Smart genes; Neanderthal mini-brains; diabetes link and more
Autism and intelligence share genetic variants, researchers grow Neanderthal mini-brains and see overlap with autism, and maternal diabetes is an autism risk factor.
- Gene variants linked to higher intelligence are strongly associated with autism, according to a large study published 25 June in Nature Genetics. Variants related to intelligence are also linked to reduced odds of schizophrenia, attention deficit hyperactivity disorder and Alzheimer’s disease.
The variants are expressed at high levels in the hippocampus, a memory region that plays a role in autism.
- What could go wrong? With access to ancient human DNA and the advent of the gene editor CRISPR, it was only a matter of time until researchers started editing Neanderthal genes into laboratory-created ‘mini-brains’ to see what would happen.
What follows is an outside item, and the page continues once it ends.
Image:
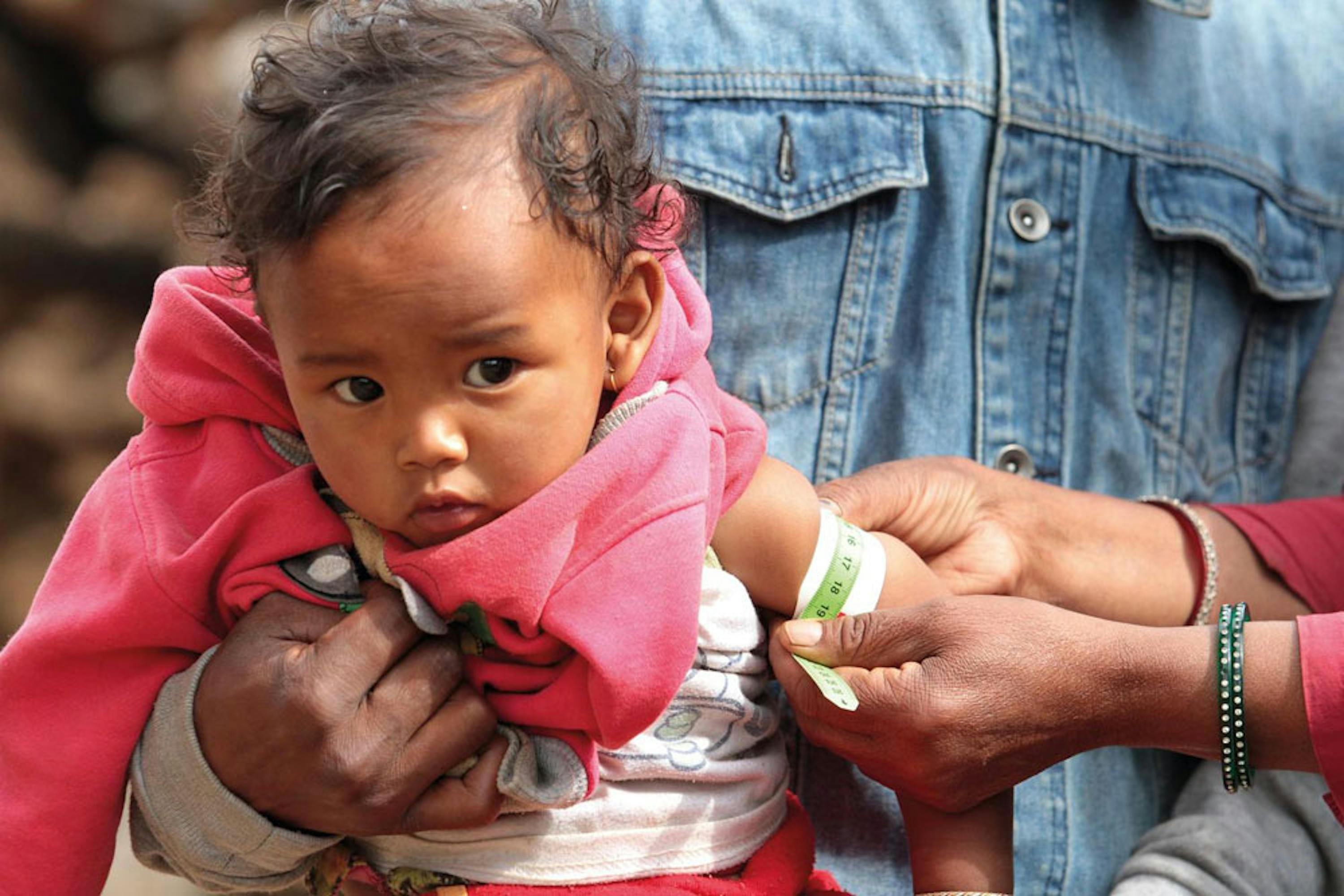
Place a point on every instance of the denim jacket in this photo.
(1093, 242)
Efforts to create ‘Neanderthal minds’ were described 20 June in Science.
Autism researcher Alysson Muotri of the University of California, San Diego, says some of the features of Neanderthal brain development mirror what’s seen in the brains of children with autism. “I don’t want families to conclude that I’m comparing autistic kids to Neanderthals, but it’s an important observation,” he told Science, saying that these changes are linked to differences in social development.
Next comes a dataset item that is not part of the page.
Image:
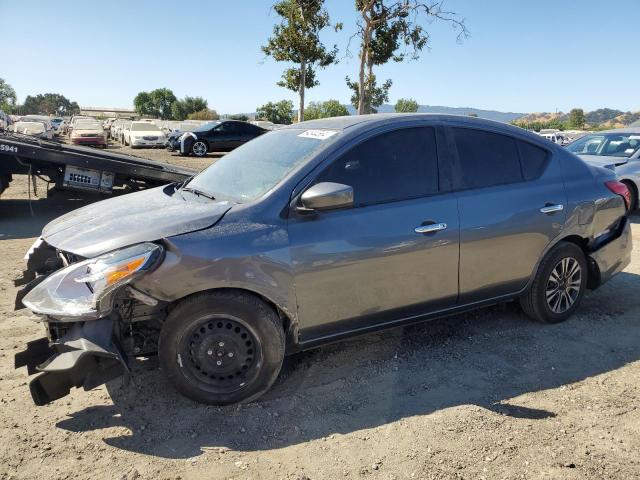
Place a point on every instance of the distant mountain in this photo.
(601, 118)
(505, 117)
- A maternal diabetes diagnosis by the 26th week of pregnancy is tied to increased autism odds in the child, according to findings published 23 June in JAMA. The increase is present for both type 1 and 2 diabetes and for gestational diabetes, extending previous findings tying gestational diabetes to autism risk.
- A gene variant tied to autism and intellectual disability affects nerve-cell development unexpectedly early, researchers reported 21 June in Stem Cell Reports. This variant of GRIN2B has typically been studied in mature neurons in rodents. But here, researchers coaxed skin cells from people carrying the variant to develop into neurons and found effects even at the neuronal stem-cell stage.
- CRISPR-based delivery of gene-editing molecules into the brains of mice with a mutation that leads to fragile X syndrome eases the animals’ repetitive behaviors. In findings published 25 June in Nature Biomedical Engineering, the researchers report that their system, CRISPR-Gold, edits all cell types in the brain.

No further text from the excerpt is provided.